Kinetic Mixing and Portal Matter Phenomenology

TL;DR

This paper explores the phenomenology of portal matter that mediates dark photon interactions with the Standard Model, highlighting unique collider signatures and implications for low-energy experiments.

Contribution

It introduces a vector-like portal matter framework that affects dark photon interactions and proposes distinctive experimental signatures at colliders and low-energy tests.

Findings

Potential observable signals in LHC final states with missing energy and boosted lepton-jets.

Altered dark photon interactions due to portal matter mixing.
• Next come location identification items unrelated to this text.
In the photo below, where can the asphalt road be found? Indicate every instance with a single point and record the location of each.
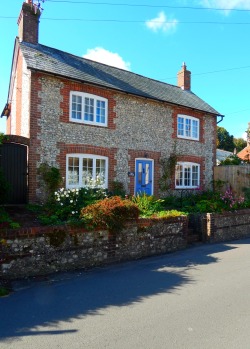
(195, 299)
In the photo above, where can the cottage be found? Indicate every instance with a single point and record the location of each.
(99, 123)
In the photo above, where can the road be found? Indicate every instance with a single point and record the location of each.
(194, 299)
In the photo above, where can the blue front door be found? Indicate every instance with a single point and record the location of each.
(143, 177)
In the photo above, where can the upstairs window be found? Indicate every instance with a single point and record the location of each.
(88, 109)
(188, 127)
(187, 175)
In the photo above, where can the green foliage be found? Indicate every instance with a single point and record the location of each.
(231, 160)
(147, 204)
(6, 221)
(117, 189)
(3, 137)
(4, 291)
(225, 141)
(51, 177)
(246, 192)
(169, 214)
(110, 213)
(239, 144)
(65, 204)
(4, 188)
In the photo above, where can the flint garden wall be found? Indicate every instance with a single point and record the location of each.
(44, 250)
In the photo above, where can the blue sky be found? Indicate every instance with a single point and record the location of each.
(151, 38)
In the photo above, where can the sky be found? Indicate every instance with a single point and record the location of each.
(153, 39)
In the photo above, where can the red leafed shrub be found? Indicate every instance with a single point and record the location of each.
(110, 213)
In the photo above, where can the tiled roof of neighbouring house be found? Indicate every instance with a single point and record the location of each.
(53, 61)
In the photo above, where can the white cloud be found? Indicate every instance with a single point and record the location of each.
(227, 4)
(101, 55)
(161, 22)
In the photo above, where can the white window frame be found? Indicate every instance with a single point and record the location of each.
(186, 119)
(187, 166)
(95, 99)
(81, 157)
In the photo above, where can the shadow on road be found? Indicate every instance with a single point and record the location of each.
(37, 305)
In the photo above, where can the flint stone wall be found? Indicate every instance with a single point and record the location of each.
(41, 251)
(225, 226)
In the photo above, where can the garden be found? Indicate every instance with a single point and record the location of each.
(96, 207)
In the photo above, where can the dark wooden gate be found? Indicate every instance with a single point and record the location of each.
(13, 162)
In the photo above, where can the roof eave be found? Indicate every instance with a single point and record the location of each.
(122, 91)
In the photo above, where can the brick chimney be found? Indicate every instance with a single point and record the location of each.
(28, 22)
(184, 78)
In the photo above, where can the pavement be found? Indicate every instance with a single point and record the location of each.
(193, 299)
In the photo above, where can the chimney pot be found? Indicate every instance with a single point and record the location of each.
(184, 78)
(28, 22)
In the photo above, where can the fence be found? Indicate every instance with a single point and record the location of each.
(237, 176)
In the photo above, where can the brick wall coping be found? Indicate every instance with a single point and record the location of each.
(16, 139)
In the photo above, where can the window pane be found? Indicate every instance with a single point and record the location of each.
(188, 128)
(76, 108)
(180, 126)
(140, 173)
(100, 171)
(179, 175)
(100, 111)
(194, 129)
(195, 174)
(187, 176)
(147, 174)
(89, 109)
(73, 171)
(87, 172)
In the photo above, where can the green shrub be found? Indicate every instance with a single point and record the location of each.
(147, 204)
(169, 214)
(51, 177)
(117, 189)
(4, 291)
(110, 213)
(65, 204)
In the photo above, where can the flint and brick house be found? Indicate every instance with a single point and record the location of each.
(92, 120)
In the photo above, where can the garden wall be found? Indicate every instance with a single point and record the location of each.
(44, 250)
(225, 226)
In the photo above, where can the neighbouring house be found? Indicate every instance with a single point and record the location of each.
(244, 154)
(97, 122)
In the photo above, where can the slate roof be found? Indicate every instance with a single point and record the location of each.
(53, 61)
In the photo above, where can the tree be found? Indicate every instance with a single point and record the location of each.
(239, 144)
(224, 140)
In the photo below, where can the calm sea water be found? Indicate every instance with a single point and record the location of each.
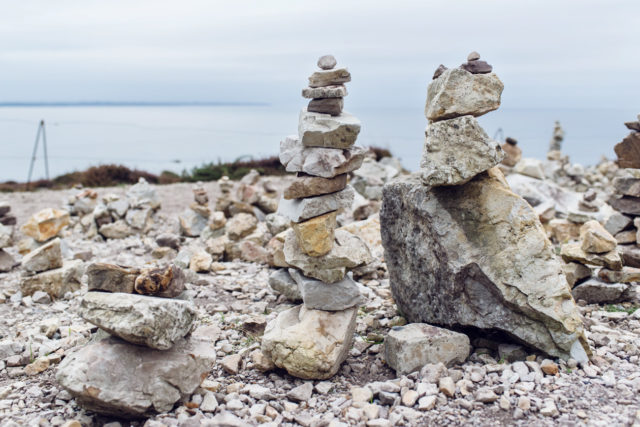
(175, 138)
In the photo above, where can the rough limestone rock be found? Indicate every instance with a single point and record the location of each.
(321, 130)
(408, 348)
(316, 235)
(348, 251)
(318, 161)
(309, 186)
(456, 150)
(116, 378)
(46, 257)
(309, 344)
(46, 224)
(458, 93)
(298, 210)
(111, 277)
(595, 239)
(327, 296)
(155, 322)
(55, 282)
(477, 255)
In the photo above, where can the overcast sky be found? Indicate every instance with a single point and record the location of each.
(548, 53)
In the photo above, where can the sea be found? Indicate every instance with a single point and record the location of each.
(179, 137)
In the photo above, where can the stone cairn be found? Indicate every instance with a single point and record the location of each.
(142, 360)
(462, 249)
(318, 253)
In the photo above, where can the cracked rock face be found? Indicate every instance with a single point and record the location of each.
(116, 378)
(477, 255)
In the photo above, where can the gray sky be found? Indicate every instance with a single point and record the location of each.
(549, 53)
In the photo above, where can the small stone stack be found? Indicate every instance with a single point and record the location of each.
(141, 361)
(195, 219)
(322, 153)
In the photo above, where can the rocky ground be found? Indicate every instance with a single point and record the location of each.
(495, 386)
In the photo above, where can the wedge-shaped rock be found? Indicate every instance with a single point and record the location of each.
(327, 296)
(316, 235)
(317, 161)
(116, 378)
(333, 77)
(573, 252)
(408, 348)
(456, 150)
(459, 93)
(323, 130)
(595, 239)
(46, 224)
(477, 255)
(46, 257)
(309, 186)
(348, 251)
(309, 344)
(55, 282)
(155, 322)
(301, 209)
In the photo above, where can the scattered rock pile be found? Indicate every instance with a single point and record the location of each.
(461, 248)
(143, 339)
(312, 340)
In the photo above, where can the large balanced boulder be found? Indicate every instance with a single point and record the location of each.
(155, 322)
(456, 150)
(476, 255)
(309, 344)
(116, 378)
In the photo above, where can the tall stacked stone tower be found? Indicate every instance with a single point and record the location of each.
(311, 340)
(461, 248)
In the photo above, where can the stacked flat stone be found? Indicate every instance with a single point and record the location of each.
(142, 352)
(318, 253)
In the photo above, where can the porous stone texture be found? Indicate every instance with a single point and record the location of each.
(46, 224)
(456, 150)
(309, 186)
(349, 251)
(309, 344)
(298, 210)
(327, 296)
(477, 255)
(316, 235)
(408, 348)
(321, 130)
(116, 378)
(155, 322)
(318, 161)
(458, 93)
(46, 257)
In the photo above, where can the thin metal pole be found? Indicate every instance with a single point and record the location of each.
(33, 156)
(44, 143)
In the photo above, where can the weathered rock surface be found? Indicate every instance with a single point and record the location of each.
(321, 130)
(348, 251)
(298, 210)
(327, 296)
(318, 161)
(55, 282)
(116, 378)
(309, 344)
(477, 255)
(46, 224)
(458, 93)
(155, 322)
(456, 150)
(408, 348)
(309, 186)
(46, 257)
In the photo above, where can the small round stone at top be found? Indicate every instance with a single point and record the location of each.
(327, 62)
(473, 56)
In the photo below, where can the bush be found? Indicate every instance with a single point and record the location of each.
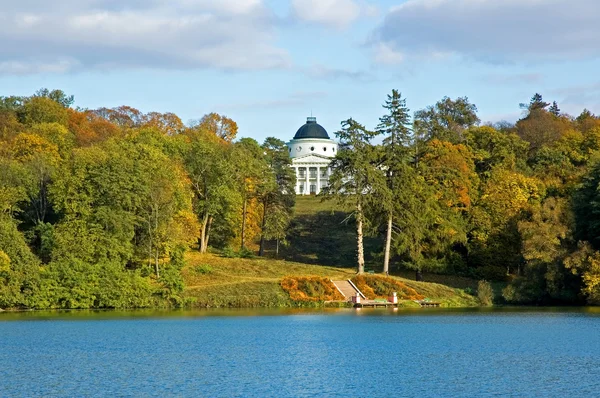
(203, 269)
(485, 293)
(228, 252)
(246, 253)
(492, 273)
(312, 288)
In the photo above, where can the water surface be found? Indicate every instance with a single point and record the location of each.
(366, 353)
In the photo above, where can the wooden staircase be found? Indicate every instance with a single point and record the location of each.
(347, 289)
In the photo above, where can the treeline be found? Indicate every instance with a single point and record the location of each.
(518, 203)
(97, 207)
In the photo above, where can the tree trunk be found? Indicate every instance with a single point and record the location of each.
(359, 239)
(156, 263)
(244, 224)
(388, 243)
(418, 276)
(261, 251)
(203, 233)
(156, 250)
(207, 238)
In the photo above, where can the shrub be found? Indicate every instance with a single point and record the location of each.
(203, 269)
(374, 287)
(228, 252)
(311, 288)
(485, 293)
(246, 253)
(492, 273)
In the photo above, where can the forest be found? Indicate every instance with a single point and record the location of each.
(98, 207)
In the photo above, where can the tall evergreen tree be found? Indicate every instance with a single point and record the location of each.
(356, 178)
(277, 194)
(395, 127)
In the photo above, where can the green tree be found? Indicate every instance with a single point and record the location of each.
(395, 126)
(276, 192)
(208, 162)
(356, 177)
(446, 120)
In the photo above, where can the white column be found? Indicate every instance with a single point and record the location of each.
(307, 187)
(318, 180)
(296, 171)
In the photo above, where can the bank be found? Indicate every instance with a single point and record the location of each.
(215, 281)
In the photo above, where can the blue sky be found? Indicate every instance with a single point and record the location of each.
(268, 63)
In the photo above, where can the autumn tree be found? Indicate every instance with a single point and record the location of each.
(446, 120)
(210, 167)
(219, 125)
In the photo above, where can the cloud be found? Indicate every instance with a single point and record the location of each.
(518, 78)
(324, 72)
(293, 100)
(338, 14)
(491, 30)
(110, 34)
(573, 99)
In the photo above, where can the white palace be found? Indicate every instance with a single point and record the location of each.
(311, 151)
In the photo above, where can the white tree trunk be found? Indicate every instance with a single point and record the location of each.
(359, 239)
(388, 242)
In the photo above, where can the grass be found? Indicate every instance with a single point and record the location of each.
(322, 233)
(236, 282)
(322, 243)
(239, 282)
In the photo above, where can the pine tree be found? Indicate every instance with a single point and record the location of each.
(554, 109)
(356, 177)
(395, 127)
Impact on low-energy parity violation and muon g-2 experiments.

Abstract

Dark photons (DP) are interesting as potential mediators between the dark matter (DM) sector and the fields of the Standard Model (SM). The interaction of the DP, described by a broken $U(1)_D$ gauge symmetry, with the SM is usually generated at the one-loop level via kinetic mixing through the existence of portal matter (PM), here assumed to be fermionic, which carries both a dark charge as well as a SM $U(1)_Y$ hypercharge. For theoretical consistency, as well as for many phenomenological reasons, this PM must be vector-like with respect to the SM and dark gauge groups and, in particular, is shown to be allowed only to transform as vector-like copies of the usual SM fields. The dark Higgs that is responsible for the breaking of $U(1)_D$ can then generate a mixing between the PM and SM fields with the same electric charge thus altering the DP interactions with (at least some of) the SM fields and also providing a path for the PM fields to decay. In this paper we briefly explore the phenomenology of some specific simple models of this PM including, for the case where the PM is leptonic in nature, their potential impact on experiments probing low energy parity-violation and the g-2 of the muon. In the case of color-triplet, bottom quark-like PM, their direct pair- and single-production at the LHC is shown to be observable in final states that include missing $E_T$ and/or very highly boosted lepton-jets together with pairs of high $p_T$ b-jets that can be used to trigger on such events. These signatures are quite distinct from those usually employed in the search for vector-like quarks at the LHC and, furthermore, we demonstrate that the conventional signal channels for vector-like quarks involving the SM Higgs and gauge fields are essentially closed in the case of PM.